Крепко сжав хваткими пальцами наши сочинения, Бунин велел нам явиться через две недели, корректно поклонился одной головой, давая понять, что аудиенция кончена, и удалился, а его брат Юлий сказал, что Ваня торопится в гости, и проводил нас несколько шагов по каменной террасе до ступенек, которые вели на садовую дорожку, покрытую пыльным скрипучим гравием, подобно всем дорожкам на одесских дачах.

Ровно через две недели – минута в минуту – мы опять стояли на каменных плитах знакомой террасы, через перила которой к нам тянулись багрово-оранжевые сосисочки – соцветия растения, названия которого я тогда еще не знал и узнал только лет через пятьдесят.

– Ваня, к тебе, – сказал толстячок в дверь.

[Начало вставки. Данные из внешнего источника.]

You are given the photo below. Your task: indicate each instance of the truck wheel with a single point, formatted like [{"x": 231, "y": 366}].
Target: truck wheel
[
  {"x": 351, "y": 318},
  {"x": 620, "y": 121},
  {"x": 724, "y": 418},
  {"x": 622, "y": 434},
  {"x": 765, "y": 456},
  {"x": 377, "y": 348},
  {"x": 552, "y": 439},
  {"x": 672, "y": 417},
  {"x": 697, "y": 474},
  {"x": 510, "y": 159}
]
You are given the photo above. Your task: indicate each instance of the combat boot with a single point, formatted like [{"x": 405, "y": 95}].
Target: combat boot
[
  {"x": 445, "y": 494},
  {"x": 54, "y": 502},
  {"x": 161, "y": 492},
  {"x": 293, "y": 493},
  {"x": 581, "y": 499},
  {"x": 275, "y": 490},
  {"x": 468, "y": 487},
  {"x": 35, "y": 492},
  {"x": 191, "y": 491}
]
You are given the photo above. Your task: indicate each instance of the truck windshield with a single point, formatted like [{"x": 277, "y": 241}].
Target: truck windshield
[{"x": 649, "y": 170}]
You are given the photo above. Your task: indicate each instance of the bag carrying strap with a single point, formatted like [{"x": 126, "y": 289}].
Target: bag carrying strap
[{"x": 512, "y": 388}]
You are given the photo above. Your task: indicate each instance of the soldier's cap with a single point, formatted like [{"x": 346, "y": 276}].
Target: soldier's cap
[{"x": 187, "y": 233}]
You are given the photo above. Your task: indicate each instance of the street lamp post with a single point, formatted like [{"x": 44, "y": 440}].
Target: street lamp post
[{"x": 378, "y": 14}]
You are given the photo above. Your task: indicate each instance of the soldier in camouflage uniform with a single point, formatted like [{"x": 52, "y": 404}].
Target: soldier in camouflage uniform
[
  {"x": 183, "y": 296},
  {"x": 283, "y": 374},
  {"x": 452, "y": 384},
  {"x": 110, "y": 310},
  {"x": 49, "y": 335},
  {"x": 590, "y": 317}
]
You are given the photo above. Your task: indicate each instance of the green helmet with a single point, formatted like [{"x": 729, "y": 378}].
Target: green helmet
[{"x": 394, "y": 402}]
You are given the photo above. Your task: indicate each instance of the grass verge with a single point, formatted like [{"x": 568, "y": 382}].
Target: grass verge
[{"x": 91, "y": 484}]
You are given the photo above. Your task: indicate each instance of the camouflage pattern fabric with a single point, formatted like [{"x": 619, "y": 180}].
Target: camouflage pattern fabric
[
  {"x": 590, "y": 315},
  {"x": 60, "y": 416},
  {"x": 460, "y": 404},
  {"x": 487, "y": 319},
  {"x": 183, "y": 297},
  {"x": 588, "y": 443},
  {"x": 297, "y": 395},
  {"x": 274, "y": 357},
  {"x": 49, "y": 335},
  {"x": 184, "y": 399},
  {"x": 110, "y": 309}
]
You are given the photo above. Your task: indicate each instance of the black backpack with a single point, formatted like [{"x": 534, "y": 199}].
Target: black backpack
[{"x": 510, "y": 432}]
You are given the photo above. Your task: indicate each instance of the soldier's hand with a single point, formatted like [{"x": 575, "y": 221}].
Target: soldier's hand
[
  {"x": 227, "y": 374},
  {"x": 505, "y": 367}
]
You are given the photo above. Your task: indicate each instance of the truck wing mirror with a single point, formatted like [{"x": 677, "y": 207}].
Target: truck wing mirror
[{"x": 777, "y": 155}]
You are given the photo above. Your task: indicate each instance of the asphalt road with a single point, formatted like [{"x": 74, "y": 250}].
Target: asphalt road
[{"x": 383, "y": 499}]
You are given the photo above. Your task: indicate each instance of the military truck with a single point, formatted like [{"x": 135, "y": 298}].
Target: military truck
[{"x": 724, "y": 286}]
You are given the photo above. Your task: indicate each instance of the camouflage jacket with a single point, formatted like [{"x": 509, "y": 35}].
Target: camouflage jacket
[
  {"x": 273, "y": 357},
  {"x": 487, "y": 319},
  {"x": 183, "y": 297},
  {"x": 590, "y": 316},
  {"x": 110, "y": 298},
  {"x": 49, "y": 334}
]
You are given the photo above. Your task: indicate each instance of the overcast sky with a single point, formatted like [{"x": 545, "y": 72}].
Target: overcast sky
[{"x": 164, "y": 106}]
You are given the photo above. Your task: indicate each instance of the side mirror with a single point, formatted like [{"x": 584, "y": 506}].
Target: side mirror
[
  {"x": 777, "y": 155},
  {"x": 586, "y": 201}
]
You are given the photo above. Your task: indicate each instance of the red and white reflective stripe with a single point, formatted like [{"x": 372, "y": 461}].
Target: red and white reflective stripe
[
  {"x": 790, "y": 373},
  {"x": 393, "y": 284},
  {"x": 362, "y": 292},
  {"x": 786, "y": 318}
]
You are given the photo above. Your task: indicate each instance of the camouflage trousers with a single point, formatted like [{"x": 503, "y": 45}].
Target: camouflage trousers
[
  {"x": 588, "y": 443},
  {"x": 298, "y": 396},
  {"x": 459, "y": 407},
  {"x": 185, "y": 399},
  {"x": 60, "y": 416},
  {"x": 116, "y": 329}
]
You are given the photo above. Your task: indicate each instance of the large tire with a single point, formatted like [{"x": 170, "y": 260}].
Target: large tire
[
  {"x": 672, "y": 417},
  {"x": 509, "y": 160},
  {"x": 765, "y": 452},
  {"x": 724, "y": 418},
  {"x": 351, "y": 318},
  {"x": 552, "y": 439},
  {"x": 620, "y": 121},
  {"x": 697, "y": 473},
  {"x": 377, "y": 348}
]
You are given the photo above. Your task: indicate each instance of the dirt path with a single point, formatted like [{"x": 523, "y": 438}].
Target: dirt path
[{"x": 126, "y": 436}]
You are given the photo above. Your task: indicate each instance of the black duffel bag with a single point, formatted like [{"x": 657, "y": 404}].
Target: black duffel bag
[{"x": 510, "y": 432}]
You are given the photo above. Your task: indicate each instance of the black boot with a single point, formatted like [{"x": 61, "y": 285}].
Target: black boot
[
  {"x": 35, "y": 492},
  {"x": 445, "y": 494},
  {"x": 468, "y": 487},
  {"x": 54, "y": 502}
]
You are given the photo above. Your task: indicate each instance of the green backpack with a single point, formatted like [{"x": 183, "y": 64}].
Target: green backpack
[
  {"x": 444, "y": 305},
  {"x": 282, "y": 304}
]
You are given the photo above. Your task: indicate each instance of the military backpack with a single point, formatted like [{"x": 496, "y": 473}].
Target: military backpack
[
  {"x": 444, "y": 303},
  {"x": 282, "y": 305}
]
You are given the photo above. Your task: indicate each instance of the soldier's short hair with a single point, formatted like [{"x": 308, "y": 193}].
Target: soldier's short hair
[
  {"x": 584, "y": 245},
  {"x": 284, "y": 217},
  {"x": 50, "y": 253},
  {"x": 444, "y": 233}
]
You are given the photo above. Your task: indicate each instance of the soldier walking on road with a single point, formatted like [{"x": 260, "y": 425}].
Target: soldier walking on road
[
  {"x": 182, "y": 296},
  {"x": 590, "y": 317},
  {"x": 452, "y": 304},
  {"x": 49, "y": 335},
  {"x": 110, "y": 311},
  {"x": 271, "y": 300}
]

– Кто? – послышался раздраженный голос.

– Молодые поэты.

– Сейчас.

И на пороге стеклянной двери, как и в первый раз, появился Бунин с протянутыми руками, в которых держал наши сочинения, причем не ошибся: Вовке Дитрихштейну он протянул его книжечку, а мне – мою тетрадь.

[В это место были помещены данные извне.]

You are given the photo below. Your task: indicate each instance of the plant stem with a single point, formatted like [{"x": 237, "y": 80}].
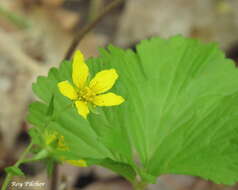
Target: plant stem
[
  {"x": 139, "y": 186},
  {"x": 54, "y": 178},
  {"x": 90, "y": 26},
  {"x": 17, "y": 164}
]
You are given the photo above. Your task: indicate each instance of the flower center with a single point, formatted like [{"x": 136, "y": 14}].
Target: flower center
[{"x": 86, "y": 94}]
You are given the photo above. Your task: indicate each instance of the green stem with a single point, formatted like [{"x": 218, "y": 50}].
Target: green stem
[
  {"x": 17, "y": 164},
  {"x": 140, "y": 186}
]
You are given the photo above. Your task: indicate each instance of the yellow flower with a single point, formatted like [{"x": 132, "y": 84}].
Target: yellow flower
[{"x": 84, "y": 93}]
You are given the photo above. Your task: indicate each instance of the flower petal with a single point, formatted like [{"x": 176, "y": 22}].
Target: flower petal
[
  {"x": 79, "y": 70},
  {"x": 82, "y": 108},
  {"x": 67, "y": 90},
  {"x": 80, "y": 163},
  {"x": 103, "y": 81},
  {"x": 109, "y": 99}
]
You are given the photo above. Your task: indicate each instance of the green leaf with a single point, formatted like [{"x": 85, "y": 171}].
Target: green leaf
[
  {"x": 124, "y": 170},
  {"x": 15, "y": 171},
  {"x": 180, "y": 115}
]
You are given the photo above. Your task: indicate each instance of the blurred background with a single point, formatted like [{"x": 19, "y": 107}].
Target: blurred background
[{"x": 36, "y": 34}]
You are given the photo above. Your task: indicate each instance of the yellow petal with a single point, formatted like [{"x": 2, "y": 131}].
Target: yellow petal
[
  {"x": 109, "y": 99},
  {"x": 80, "y": 70},
  {"x": 80, "y": 163},
  {"x": 82, "y": 108},
  {"x": 103, "y": 81},
  {"x": 67, "y": 90}
]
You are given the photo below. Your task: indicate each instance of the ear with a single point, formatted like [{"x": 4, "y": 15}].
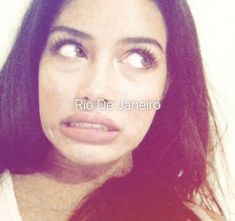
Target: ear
[{"x": 167, "y": 86}]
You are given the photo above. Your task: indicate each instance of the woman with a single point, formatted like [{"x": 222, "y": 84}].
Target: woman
[{"x": 65, "y": 162}]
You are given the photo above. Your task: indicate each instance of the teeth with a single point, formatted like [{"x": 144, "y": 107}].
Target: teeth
[{"x": 89, "y": 126}]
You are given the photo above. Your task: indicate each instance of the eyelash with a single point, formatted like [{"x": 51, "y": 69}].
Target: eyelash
[
  {"x": 54, "y": 46},
  {"x": 145, "y": 52}
]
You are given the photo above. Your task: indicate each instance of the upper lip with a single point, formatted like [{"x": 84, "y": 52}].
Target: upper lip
[{"x": 93, "y": 118}]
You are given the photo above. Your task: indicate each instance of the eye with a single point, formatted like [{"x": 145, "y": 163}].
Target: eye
[
  {"x": 68, "y": 48},
  {"x": 140, "y": 58}
]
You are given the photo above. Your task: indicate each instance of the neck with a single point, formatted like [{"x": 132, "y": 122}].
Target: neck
[{"x": 62, "y": 170}]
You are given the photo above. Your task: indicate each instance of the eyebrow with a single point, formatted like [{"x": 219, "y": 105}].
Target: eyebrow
[
  {"x": 128, "y": 40},
  {"x": 141, "y": 40},
  {"x": 71, "y": 31}
]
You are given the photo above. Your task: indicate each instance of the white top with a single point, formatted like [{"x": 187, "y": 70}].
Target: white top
[
  {"x": 8, "y": 205},
  {"x": 9, "y": 210}
]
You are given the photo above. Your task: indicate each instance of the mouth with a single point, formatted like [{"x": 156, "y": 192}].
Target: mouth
[{"x": 93, "y": 128}]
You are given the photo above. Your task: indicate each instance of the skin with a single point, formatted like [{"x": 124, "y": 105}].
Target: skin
[
  {"x": 110, "y": 70},
  {"x": 64, "y": 77}
]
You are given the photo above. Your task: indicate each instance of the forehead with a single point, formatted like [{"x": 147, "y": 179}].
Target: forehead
[{"x": 114, "y": 18}]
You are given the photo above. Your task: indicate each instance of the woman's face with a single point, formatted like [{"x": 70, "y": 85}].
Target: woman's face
[{"x": 98, "y": 50}]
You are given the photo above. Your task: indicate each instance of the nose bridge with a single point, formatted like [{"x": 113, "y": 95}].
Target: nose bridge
[{"x": 96, "y": 82}]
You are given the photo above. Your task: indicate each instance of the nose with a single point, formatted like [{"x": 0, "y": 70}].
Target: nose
[{"x": 97, "y": 82}]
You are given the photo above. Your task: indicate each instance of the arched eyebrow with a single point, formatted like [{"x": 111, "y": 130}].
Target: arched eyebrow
[
  {"x": 71, "y": 31},
  {"x": 142, "y": 40},
  {"x": 128, "y": 40}
]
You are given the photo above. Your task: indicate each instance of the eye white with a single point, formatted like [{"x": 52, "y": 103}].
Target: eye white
[
  {"x": 69, "y": 50},
  {"x": 136, "y": 60}
]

– Я прочел ваши стихи, – сказал он строго, как доктор, обращаясь главным образом к Вовке, что несколько меня задело, лишний раз подтвердив мое наблюдение, что если сам я нахожусь среди какой-нибудь, пусть даже самой небольшой, компании, то меня или вовсе не замечают, или замечают в последнюю очередь; таково уж свойство моей личности. – Ну что же? Трудно сказать что-нибудь положительное. Лично мне чужда такого рода поэзия.

Вовка глупо, но заносчиво улыбнулся.

– Вам бы, – продолжал Бунин, – следовало обратиться к какому-нибудь декаденту, например к Бальмонту. А я – что же я могу сказать… Затрудняюсь. Манерно. Кокетливо. Неопределенно, неясно, претенциозно. Наконец, зачастую просто не по-русски…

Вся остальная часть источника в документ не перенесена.